The latest updates on your projects. Learn more about Vercel for GitHub.

Project Deployment Actions Updated (UTC)
publish-it Ready Ready Preview, Comment Mar 22, 2026 3:51am

Request Review

@Restuta
Copy link
Owner Author

Restuta commented Mar 20, 2026

Self-review

  • Scope stayed focused on first-pass hosted anti-abuse controls.
  • The implementation lives in the service layer, with persistence added to both file-backed and Blob-backed stores.
  • I kept the controls lightweight: reserved namespaces, markdown size caps, claim/publish rate limits, and lazy reclaim for stale unpublished namespaces.
  • I did not add token rotation or heavier auth flows in this PR.

Risks / notes

  • File-store and Blob-store rate-limit buckets are intentionally simple fixed-window counters. Good enough for first-pass control, but not yet a full abuse analytics system.
  • The hosted instance still relies on the existing Vercel edge-cached read path; this PR does not revisit routing architecture.

Verification

  • npm run verify
  • 5 test files / 30 tests passing
  • Integration coverage added for reserved namespaces, rate limits, oversize markdown, reclaim behavior, wrong-token publish, and slug conflicts

@Restuta
Copy link
Owner Author

Restuta commented Mar 20, 2026

Code Review — Anti-Abuse Guards

Overall

Solid work. The scope is right — reserved namespaces, rate limits, size caps, and stale reclaim. All the things the discussion called out as missing from MVP. Test coverage is thorough (7 new integration tests).

Approved with minor notes

Good decisions:

  • Rate limiting in the service layer, not at the edge — portable across hosting targets
  • IP hashing with sha256().slice(0, 16) — no PII stored, just enough for bucketing
  • isReclaimableNamespace with configurable timeout — clean separation of policy
  • Replaced NamespacePageIndexSchema with blob.list() prefix scan — eliminates the race-prone read-modify-write on the namespace index. This is a meaningful architectural improvement, not just an abuse feature
  • computeNextRateLimitRecord is a pure function — easy to test independently
  • writeJson with flag: "wx" for atomic claim — prevents TOCTOU on namespace creation in FileStore
  • All limits are configurable via PublishServiceOptions with sane defaults
  • New error types map cleanly to HTTP status codes (409, 429, 413)

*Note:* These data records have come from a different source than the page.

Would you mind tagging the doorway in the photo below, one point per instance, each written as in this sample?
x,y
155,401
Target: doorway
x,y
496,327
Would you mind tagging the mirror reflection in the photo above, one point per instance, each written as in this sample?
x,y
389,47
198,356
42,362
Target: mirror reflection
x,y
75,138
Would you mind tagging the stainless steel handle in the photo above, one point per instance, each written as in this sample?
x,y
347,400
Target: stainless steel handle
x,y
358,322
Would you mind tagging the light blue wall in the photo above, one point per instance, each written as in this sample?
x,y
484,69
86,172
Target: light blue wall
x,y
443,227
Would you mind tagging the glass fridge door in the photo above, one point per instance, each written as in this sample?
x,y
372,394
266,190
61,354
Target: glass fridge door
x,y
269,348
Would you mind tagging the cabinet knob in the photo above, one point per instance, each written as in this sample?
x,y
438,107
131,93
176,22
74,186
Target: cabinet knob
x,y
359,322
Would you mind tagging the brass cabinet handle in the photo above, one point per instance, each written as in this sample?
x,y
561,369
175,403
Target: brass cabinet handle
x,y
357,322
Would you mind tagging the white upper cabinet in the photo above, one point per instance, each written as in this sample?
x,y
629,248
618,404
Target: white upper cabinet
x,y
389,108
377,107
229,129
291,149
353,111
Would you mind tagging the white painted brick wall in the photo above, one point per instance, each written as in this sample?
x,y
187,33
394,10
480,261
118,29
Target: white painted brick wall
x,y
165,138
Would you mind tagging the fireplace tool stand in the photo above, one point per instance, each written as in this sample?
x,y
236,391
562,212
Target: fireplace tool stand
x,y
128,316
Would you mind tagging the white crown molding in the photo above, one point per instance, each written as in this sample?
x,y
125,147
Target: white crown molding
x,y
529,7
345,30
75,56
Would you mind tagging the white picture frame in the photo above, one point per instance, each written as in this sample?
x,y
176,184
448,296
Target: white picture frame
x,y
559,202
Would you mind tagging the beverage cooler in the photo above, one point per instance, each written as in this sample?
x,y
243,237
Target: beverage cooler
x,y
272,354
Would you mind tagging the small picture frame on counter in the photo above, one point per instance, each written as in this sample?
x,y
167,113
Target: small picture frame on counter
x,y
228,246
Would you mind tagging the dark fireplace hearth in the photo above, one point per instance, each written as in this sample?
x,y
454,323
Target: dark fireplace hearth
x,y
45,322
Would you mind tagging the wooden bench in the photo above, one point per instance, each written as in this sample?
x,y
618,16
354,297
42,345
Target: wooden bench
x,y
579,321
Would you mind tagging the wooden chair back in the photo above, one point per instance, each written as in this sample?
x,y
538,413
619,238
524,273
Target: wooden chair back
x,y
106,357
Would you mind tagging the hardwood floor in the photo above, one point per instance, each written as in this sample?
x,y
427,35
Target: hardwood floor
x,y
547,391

Minor observations (not blocking):

  1. Rate limit race conditionincrementRateLimit reads then writes without locking. Two concurrent requests could both read count=29, both write count=30, and neither gets rejected at limit=30. Same latent issue as the old namespace index race. Acceptable for a single-user tool, but worth noting if traffic grows.

  2. requestIp doesn't check x-forwarded-for — Vercel sets x-forwarded-for as the primary client IP header. x-real-ip and cf-connecting-ip are alternatives. Consider adding x-forwarded-for (first value only) as a fallback.

  3. ReservedNamespaceError returns 409 (Conflict) — 403 (Forbidden) might be more semantically correct since the namespace isn't "in conflict" — it's just not allowed. Minor.

  4. Publish rate limit test does 30 sequential HTTP requests — this test will be slow (~1-2s). Fine for now, but if the test suite grows, consider lowering the limit in test config.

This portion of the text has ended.